Home World Civil Arrest Warrants for non-attending Democrats in Texas.
World - August 5, 2025

Civil Arrest Warrants for non-attending Democrats in Texas.

The Texas House speaker said he signed civil arrest warrants for Democrats who did not show up to the special session today. State House Democrats fled Sunday in a bid to block a redrawing of the state’s congressional map, which was orchestrated by Republicans with the support of President Donald Trump. Legal experts say the civil arrest warrants are likely unenforceable outside of state lines.

The Texas House is set to convene again, after it didn’t reach quorum. Lawmakers are meeting under a special session that can last for only 30 days, and the current session will end August 19. The proposal put forward last week by Texas Republicans could potentially eliminate five Democratic US House seats as the GOP enters the 2026 midterms with a razor-thin majority.

Possible consequences for absent lawmakers: Republican Governor Greg Abbott previously threatened to remove and replace lawmakers who didn’t show up, equating an absence to an “abandonment or forfeiture of an elected state office”.

The Importance –

The Texas Constitution requires two-thirds of the state House present to conduct legislative business, so without dozens of Democrats, there could not be a vote on the new map. Republicans face a narrow margin in the US House, and the new map would eliminate five Democratic seats ahead of the midterms. The effort to redraw the district lines was pushed by President Donald Trump.

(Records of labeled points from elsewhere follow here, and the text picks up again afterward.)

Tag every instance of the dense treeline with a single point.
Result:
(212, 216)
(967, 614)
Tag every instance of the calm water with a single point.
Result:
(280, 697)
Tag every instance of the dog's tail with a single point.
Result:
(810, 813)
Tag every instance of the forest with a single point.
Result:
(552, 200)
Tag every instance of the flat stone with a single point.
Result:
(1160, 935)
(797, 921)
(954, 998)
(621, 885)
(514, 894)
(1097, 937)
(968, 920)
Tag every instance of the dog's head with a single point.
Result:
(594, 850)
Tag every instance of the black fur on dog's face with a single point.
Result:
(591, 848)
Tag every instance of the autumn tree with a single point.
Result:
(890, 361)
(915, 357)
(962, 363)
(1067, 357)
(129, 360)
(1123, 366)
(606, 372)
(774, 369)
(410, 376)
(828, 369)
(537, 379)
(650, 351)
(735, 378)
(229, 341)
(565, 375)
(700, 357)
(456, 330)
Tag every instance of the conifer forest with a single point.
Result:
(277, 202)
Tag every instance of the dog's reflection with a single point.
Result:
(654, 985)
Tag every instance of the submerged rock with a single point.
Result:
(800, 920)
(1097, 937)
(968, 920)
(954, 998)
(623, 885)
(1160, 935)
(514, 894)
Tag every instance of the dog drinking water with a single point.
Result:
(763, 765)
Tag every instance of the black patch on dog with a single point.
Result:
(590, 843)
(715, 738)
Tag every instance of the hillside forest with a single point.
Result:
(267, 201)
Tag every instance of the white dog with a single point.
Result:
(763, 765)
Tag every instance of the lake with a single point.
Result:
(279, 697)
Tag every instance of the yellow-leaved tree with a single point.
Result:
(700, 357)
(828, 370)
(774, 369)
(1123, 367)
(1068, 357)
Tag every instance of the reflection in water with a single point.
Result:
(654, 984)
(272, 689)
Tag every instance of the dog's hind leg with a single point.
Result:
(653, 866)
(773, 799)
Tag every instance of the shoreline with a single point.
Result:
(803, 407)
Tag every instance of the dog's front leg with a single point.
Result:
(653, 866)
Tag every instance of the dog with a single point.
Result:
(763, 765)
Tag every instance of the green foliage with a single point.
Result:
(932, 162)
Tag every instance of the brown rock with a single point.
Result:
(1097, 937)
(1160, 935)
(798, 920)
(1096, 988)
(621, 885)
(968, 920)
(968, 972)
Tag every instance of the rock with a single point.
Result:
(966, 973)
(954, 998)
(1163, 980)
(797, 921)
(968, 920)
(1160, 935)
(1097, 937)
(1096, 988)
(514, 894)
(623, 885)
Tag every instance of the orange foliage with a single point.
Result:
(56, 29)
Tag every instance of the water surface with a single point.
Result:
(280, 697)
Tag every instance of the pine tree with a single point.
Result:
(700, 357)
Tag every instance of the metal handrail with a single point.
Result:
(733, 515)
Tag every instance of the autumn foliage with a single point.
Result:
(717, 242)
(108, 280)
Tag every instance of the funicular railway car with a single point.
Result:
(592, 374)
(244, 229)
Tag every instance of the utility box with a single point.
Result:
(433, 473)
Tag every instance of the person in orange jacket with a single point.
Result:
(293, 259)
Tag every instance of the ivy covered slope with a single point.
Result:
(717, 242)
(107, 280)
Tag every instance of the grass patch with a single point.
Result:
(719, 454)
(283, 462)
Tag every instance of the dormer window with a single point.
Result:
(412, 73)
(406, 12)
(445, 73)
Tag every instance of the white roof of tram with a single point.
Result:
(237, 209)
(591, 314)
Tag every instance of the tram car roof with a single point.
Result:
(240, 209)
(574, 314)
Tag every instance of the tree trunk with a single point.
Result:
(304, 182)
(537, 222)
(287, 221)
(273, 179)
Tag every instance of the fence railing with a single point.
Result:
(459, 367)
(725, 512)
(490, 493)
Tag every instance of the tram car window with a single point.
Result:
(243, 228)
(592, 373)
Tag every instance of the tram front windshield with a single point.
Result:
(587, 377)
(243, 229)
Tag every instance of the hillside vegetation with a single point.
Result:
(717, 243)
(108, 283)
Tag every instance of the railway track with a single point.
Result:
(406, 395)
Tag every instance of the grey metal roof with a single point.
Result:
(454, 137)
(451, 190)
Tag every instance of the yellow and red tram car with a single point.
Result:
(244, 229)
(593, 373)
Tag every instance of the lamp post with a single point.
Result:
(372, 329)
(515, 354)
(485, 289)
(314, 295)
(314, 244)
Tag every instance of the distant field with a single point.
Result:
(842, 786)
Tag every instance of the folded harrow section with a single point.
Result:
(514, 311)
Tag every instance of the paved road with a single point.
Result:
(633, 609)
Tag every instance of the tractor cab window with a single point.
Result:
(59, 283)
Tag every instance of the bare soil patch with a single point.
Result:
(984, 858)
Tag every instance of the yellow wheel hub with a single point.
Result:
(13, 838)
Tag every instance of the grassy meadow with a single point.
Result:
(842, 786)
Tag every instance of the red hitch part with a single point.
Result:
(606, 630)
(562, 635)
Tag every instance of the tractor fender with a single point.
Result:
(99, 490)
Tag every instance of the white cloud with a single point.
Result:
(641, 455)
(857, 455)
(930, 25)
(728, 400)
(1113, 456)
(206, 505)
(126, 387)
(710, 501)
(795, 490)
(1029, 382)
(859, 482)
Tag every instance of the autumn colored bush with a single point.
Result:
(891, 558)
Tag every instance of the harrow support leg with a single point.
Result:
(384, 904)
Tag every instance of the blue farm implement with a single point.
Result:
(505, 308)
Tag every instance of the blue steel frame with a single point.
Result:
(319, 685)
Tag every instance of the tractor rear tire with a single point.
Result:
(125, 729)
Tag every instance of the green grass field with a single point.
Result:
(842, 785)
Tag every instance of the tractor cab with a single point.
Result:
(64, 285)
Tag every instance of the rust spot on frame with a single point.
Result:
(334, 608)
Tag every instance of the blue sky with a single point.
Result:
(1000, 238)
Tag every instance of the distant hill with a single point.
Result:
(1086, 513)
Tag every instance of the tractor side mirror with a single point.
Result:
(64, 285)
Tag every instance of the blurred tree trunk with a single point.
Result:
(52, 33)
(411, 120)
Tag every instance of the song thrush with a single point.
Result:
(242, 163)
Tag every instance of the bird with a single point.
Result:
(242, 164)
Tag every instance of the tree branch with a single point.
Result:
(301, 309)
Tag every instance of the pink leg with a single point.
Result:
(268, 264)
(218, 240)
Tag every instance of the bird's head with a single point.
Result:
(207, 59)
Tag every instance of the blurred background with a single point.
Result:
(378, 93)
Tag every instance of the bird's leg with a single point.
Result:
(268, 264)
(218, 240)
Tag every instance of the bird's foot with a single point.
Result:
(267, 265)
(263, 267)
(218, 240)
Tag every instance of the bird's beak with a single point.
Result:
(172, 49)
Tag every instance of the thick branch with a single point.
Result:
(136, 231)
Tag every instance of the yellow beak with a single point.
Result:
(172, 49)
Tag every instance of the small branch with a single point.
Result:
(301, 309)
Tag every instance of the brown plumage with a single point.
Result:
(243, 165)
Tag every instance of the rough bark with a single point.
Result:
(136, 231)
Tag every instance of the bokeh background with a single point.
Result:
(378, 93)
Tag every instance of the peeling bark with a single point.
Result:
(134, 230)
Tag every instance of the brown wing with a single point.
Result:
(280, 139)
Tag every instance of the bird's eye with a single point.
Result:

Meanwhile, Texas Governor Greg Abbott has ordered the state’s Department of Public Safety to arrest the Democrats and Texas Rangers to investigate those who fled out of state. Earlier, Abbott had warned that Democrats who left Texas could have to forfeit their seats in the legislature and potentially face bribery charges if they accept donations to help pay the $500 fine for each day they miss.

Civil arrest warrants: The lawmakers who were at today’s session passed a motion authorising the House speaker to issue civil warrants for the arrests of Democrats who did not attend. Speaker Dustin Burrows said he signed them and was working Texas law enforcement “to locate members”.

However, legal experts say the civil arrest warrants are likely unenforceable outside of state lines. Most of the lawmakers fled to Democratic-led states: New York, Illinois and Massachusetts.

Some Democrats who left: State Representative John Bucy said today that he and other Democrats are “running into the fight to stand up for our democracy”. While, State Representative James Talarico said he is fighting for his constituents and that “if law enforcement arrests me, I will go peacefully”.

Another State Representative Linda Garcia said she is not worried about threats and that she was “hired by the people in my district to do what is in their best interest”.

It is noteworthy that other Republican-led states are considering following Texas’ lead as Democratic governors weigh their options to retaliate with their own mid-decade redistricting efforts. Dive deeper into the political landscape here.

While reacting to the alleged threat of ‘Issuing Arrest Warrants’, Sarah Chen, a voting rights attorney with the Texas Civil Rights Project, told Reporters that the civil warrants may ultimately be meaningless given that the lawmakers are outside of Texas and instead in three Democratic-led states: New York, Illinois and Massachusetts. “That is why this case and in previous recent quorum breaks they have left the state to escape the jurisdiction of the marshals and other arresting officers in the state”, she said.

And since the Democrats aren’t breaking any criminal or state laws, Chen said, it wouldn’t be possible for officials to seek the lawmakers’ extradition from the states they’re holed up in. “Any sort of work with other states or federal law enforcement would be more of like calling in a favor rather than any sort of legal obligation”, she said.

Chad Dunn, a longtime Texas voting rights lawyer and legal director of UCLA’s Voting Rights Project, echoed that opinion, saying Burrows’ warrants “have no authority outside of the state” unless another state chooses “to enforce them under the laws of the other state”.

Monday’s action by lawmakers to approve a civil warrant for the absent lawmakers “is just the procedure of what you do when people walk out,” said Andrew Cates, a lawyer in Texas who specialises in legislative and political law. “No one is scared of it, if they’ve left the state. They haven’t broken any laws that anyone knows of, so extradition is not going to work”, he added.